Au fond, j’exagère : on revit sans trop de difficultés ces gueuletons pantagruéliques et ces échanges de bons procédés. Certes, enfant, je me demandais quand même le sens qu’il y avait à se réjouir de la naissance d’un Sauveur qu’on savait destiné à être crucifié au mois d’avril suivant, mais passée cet aberration liturgique, Noël et le nouvel an restaient, bien que redondants, de bons moments.

Là où ça coinçait, là où ça coince toujours, c’est à l’heure des bonnes résolutions. À ce moment précis, le temps cyclique de l’éternel retour se mêle au temps linéaire de la volonté d’avancer, de prendre en compte les leçons du passé. Moment de paradoxe absolu, il nous engage à tout faire pour que les douze mois qui viennent soient différents des douze précédents dans le but de… pouvoir revivre à l’identique le même moment dans un an jour pour jour, heure pour heure, minute pour minute.

Alors quoi ?

Diogène et les chiens – Jean-Léon Gérôme

De cyclique, on devient alors cynique. On snobe le naïf qui, selon l’expression de circonstance, « croit encore au père Noël » en formulant ses vœux et ses promesses ou en nous souhaitant « une bonne année ». On dédaigne l’étalage de bonne volonté en faisant savoir à qui veut bien l’entendre que « nous, on sait ! », « on ne nous la fait plus ! ». Les bons vœux, les bonnes résolutions, à quoi bon ?

Fantastique moment de clairvoyance, et après ? Qu’a-t-on gagné, sinon une contenance de façade, à afficher ainsi notre prétendue lucidité ?

La vérité, finalement, c’est qu’il est tout aussi ridicule de ne pas prendre de bonnes résolutions que d’en prendre.

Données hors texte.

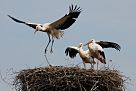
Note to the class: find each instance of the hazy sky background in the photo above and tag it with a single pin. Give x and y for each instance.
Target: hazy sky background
(111, 20)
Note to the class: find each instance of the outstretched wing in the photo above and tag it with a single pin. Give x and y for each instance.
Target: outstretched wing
(33, 25)
(71, 51)
(67, 20)
(105, 44)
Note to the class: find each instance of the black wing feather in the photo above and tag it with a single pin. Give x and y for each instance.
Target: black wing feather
(19, 21)
(71, 52)
(105, 44)
(67, 20)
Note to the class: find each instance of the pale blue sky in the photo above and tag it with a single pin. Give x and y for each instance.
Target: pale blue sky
(111, 20)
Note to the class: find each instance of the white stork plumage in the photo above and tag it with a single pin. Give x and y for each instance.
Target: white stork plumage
(53, 30)
(97, 51)
(72, 51)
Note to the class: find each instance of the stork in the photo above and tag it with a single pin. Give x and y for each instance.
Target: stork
(72, 51)
(53, 29)
(97, 51)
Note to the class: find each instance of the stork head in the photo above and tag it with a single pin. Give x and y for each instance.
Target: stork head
(91, 41)
(80, 45)
(38, 28)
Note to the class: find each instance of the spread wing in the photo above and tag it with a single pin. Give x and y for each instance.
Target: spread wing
(105, 44)
(71, 51)
(67, 20)
(33, 25)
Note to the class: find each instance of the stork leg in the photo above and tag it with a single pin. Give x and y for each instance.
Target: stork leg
(48, 61)
(51, 51)
(97, 64)
(84, 65)
(48, 43)
(92, 63)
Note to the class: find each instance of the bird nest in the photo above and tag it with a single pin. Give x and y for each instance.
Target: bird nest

L’homme et la femme modernes se retrouvent donc entre deux murs qui nous renvoient l’un et l’autre à l’absurdité de notre vision du temps. Qu’on progresse ou qu’on tourne en rond, nous amène, finalement, exactement au même point.

Rappelez-vous Sisyphe

(C0) Sisyphe par Filtran

« Les dieux avaient condamné Sisyphe à rouler sans cesse un rocher jusqu’au sommet d’une montagne d’où la pierre retombait par son propre poids. »

Ce caillou qui roule d’un bout à l’autre de la montagne, c’est l’incessant bal des années qui se succèdent et se ressemblent, ce sont nos bonnes résolutions, nos fausses révolutions qui cèdent après avoir mobilisés nos efforts d’un an, d’un mois, d’une semaine. Ce caillou, c’est notre condition d’hommes et de femmes prisonnier.e.s en Absurdistan. Prenons de la hauteur, regardons-nous crier « bonne année ! » On a l’air con, n’est-ce pas ? Et le pire, c’est qu’on le sait et qu’on sait, depuis Brassens, que le temps ne fait rien à l’affaire…

« Si ce mythe est tragique, c’est que son héros est conscient »

Vodka-Red bull

La meilleure image que j’aie pu trouver de cette étrange condition de « réveillonnaire », c’est ce cocktail infâme d’alcool à bas prix et de boisson énergisante. Gonflés à bloc d’une énergie artificielle, d’une lucidité éthylique, je nous vois déjà, vers cinq heures du matin, au soir du 1er janvier 2018, assis dans l’herbe trempée à voir tourner le ciel. Alors, grâce ou en dépit de tout ce qui vient d’être pensé, avec la voix pâteuse et le regard aussi vide que pétillant, on se répètera cette phrase qui nous donne de l’élan, comme une promesse aux étoiles, un mantra, un leitmotiv :

Il faut imaginer Sisyphe heureux.

Et au matin relire Camus. Aussi. Beaucoup. Souvent. Comme si on ne l’avait jamais lu.